Each year, a large area in the Gulf of Mexico close to some shores becomes so deprived of oxygen that it makes it hard for certain types of sea life to exist. This area has become known as the “dead zone.”
Nancy Rabalais, a professor at Louisiana State University, has been studying the zone for decades and was the principal investigator on a 2021 research mission aimed at surveying it.
“We’ve been doing this since 1985, and we have a 35-year record of these cruises,” Rabalais said. “There were only two years in which we did not complete the full mapping.”
Rabalais said the mission included a ship that sailed along a series of stations that stretch from the mouth of the Mississippi River to Texas.
“We work 24 hours a day,” Rabalais said. “We have two shifts that work 12 hours, and we go station to station, with our instruments and water collectors and determine the bottom oxygen and basically map the area.”
The technical name for this so-called “dead zone” is hypoxia. According to Rabalais, a zone is considered hypoxic if oxygen levels drop below 2 milligrams per liter. At those levels, it’s hard for most sea life to survive.
“That’s our definition, and it’s used by many other people around the world,” Rabalais said.
Rabalais said some of these oxygen-minimum zones are naturally occurring phenomena, but it’s the human-caused ones near coastlines that are of particular interest to scientists since they have such a large impact on marine life.
Rabalais said the hypoxia area in the Gulf of Mexico has become known as a “dead zone” by trawlers, boats that use nets to drag the seafloor because they don’t catch anything. That’s because the low-oxygen environment is generally limited to the lower depths. Things that live closer to the surface aren’t usually affected by the hypoxic area.
“The word ‘dead zone’ is not completely accurate because fish can live in the upper water column, and there are bacteria that just thrive in low oxygen environments,” Rabalais said.
Rabalais also said that some species will swim away from the area when oxygen levels begin to drop, but others can’t leave, which spells trouble for them.
“There are other organisms – burrowing crabs, eels, snails, clams, worms – that live in the sediments that cannot swim out of the way, and those organisms will die off or become less numerous if the oxygen stays low long enough,” Rabalais said.
According to Rabalais, coastal areas with high freshwater input are particularly susceptible to hypoxia because of all the runoff from farms and cities that finds its way into rivers that then empty into the ocean.
According to the National Oceanic and Atmospheric Administration, that water contains high levels of nitrogen and phosphorus, which promotes algae growth where it empties into the ocean. As the algae die, they sink to the ocean floor, where oxygen-consuming bacteria break it down. These bacteria suck up much of the available oxygen and prevent other organisms from using it.
“The U.S. Geological Survey has done a study of the sources of nitrogen and phosphorus that go into the Mississippi River streams in the main river,” Rabalais said. “So, they find that most of the nitrogen comes from agricultural activities, 70% row crops and other crops. Some of it comes from pastureland. About 10% comes from cities, and a small portion comes from atmospheric deposition, from the burning of fossil fuel and also the volatilization of animal manure and fertilizer.”

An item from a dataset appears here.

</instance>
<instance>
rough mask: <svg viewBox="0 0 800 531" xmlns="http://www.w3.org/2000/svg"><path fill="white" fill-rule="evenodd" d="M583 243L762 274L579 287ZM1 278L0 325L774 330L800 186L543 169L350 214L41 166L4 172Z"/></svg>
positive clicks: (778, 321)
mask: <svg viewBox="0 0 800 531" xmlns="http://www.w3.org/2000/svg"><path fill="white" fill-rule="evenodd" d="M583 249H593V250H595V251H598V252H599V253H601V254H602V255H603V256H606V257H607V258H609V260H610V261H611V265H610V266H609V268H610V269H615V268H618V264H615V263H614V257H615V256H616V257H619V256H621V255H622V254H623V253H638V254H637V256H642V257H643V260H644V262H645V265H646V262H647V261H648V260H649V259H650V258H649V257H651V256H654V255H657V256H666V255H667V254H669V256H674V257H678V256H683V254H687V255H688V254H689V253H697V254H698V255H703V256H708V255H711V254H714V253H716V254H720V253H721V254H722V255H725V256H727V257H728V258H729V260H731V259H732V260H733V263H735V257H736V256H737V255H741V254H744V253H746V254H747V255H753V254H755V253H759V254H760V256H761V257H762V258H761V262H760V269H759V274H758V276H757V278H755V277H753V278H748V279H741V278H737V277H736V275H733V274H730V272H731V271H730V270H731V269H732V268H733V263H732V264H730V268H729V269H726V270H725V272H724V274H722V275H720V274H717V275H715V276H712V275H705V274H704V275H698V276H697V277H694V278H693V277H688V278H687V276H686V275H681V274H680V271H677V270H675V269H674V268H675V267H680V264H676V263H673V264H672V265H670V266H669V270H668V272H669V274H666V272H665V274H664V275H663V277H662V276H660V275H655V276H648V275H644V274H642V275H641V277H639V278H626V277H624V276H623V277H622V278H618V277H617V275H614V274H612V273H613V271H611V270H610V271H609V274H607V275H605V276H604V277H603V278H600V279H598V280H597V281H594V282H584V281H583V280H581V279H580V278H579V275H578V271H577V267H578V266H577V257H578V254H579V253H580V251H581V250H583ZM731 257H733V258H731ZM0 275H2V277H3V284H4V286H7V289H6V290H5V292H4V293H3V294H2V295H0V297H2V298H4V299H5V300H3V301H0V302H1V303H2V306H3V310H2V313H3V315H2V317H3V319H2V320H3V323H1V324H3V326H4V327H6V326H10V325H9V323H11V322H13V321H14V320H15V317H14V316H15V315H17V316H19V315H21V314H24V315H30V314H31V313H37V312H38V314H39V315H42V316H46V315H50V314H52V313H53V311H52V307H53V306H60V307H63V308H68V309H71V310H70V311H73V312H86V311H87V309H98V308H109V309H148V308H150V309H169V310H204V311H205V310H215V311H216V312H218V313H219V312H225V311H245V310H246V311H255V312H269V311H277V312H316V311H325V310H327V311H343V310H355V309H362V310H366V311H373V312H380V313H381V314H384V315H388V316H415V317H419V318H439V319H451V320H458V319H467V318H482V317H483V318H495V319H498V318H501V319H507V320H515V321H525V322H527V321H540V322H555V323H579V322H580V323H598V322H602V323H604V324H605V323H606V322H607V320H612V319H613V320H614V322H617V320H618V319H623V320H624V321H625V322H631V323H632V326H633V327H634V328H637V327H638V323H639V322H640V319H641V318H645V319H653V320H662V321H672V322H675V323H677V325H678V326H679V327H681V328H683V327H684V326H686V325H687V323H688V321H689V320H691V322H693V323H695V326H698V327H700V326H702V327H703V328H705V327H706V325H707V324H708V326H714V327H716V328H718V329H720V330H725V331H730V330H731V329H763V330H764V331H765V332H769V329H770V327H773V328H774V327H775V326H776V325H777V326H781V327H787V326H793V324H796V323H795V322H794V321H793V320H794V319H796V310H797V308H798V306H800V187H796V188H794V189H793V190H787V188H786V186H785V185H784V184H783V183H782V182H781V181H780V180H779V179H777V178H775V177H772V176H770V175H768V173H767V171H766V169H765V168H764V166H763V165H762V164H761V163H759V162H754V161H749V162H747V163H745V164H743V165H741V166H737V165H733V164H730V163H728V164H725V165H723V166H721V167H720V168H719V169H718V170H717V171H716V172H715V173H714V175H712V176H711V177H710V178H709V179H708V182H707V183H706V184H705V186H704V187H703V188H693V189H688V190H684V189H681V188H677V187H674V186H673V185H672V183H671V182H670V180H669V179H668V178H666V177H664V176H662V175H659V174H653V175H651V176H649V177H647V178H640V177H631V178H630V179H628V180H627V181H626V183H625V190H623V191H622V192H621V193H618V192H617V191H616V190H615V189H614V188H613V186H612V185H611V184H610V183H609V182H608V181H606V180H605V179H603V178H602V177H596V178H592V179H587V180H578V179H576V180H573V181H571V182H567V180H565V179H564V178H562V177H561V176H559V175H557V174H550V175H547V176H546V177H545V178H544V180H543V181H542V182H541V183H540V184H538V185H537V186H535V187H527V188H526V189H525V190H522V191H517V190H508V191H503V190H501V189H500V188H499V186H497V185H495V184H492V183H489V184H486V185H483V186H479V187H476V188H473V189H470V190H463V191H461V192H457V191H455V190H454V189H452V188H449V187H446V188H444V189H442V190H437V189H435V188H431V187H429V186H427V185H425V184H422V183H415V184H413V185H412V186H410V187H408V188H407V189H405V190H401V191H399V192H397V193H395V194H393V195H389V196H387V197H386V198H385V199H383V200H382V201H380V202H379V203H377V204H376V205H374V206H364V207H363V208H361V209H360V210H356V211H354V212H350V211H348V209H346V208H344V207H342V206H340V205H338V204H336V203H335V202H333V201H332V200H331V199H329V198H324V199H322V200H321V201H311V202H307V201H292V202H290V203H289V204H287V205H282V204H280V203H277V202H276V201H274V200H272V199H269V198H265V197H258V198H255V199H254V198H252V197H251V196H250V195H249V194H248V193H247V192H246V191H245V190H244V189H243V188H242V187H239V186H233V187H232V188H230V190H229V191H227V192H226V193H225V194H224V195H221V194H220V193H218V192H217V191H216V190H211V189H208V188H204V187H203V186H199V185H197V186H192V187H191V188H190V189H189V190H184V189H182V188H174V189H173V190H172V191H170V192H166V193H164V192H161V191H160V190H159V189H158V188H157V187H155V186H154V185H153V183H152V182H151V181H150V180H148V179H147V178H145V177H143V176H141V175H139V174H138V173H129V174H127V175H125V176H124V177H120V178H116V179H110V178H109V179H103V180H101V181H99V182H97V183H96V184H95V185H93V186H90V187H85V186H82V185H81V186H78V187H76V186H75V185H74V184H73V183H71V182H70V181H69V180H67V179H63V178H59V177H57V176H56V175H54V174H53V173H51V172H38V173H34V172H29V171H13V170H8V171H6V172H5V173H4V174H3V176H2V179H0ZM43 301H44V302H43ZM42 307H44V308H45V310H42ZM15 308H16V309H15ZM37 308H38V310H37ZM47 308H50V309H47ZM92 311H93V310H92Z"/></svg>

Rabalais said cities likely generate more phosphorous than the land because the runoff from cities contains human wastewater.
According to Rabalais, the Gulf of Mexico “dead zone” begins to ramp up in April and sticks around through October. It normally peaks in July.
The hypoxia zone in the Gulf of Mexico is the second-largest human-caused low-oxygen zone in the world, according to Rabalais. The largest such area is in the Baltic Sea.
In 2021, Rabalais’ research team found the Gulf of Mexico “dead zone” covered 6,334 square miles of coastal waters from the Mississippi River to west of Galveston Bay, in Texas. That was larger than the 5-year average of 5,380 square miles and much larger than the 4,880 square miles that were forecast by the National Oceanic and Atmospheric Administration to be hypoxic this year.
“I went looking around, and the combined areas of Lake Ontario and Lake Erie, if you can imagine that, that’s the size of the low-oxygen area this summer,” Rabalais said.
This particular hypoxia zone has been around since at least the 1960s or early 1970s, according to Rabalais.
“We don’t have data that go back that far, but we do look for indicators of low oxygen or high phytoplankton productivity in sediment cores, and you can see the change over time, and it’s gotten worse,” Rabalais said.
The Hypoxia Task Force, a consortium of agencies from states that sit along the Mississippi River and federal agencies, is working to develop strategies to control nitrogen and phosphorous levels throughout the river’s watershed. The group has also set a goal of reducing the hypoxia zone to just under 2,000 square miles by 2035.
NOAA is also working to create the Runoff Risk Forecast. Its goal is to reduce the amount of fertilizer in the runoff by giving farmers better information about when it’s the best time to fertilize their crops, allowing it to stay in the fields instead of being washed away.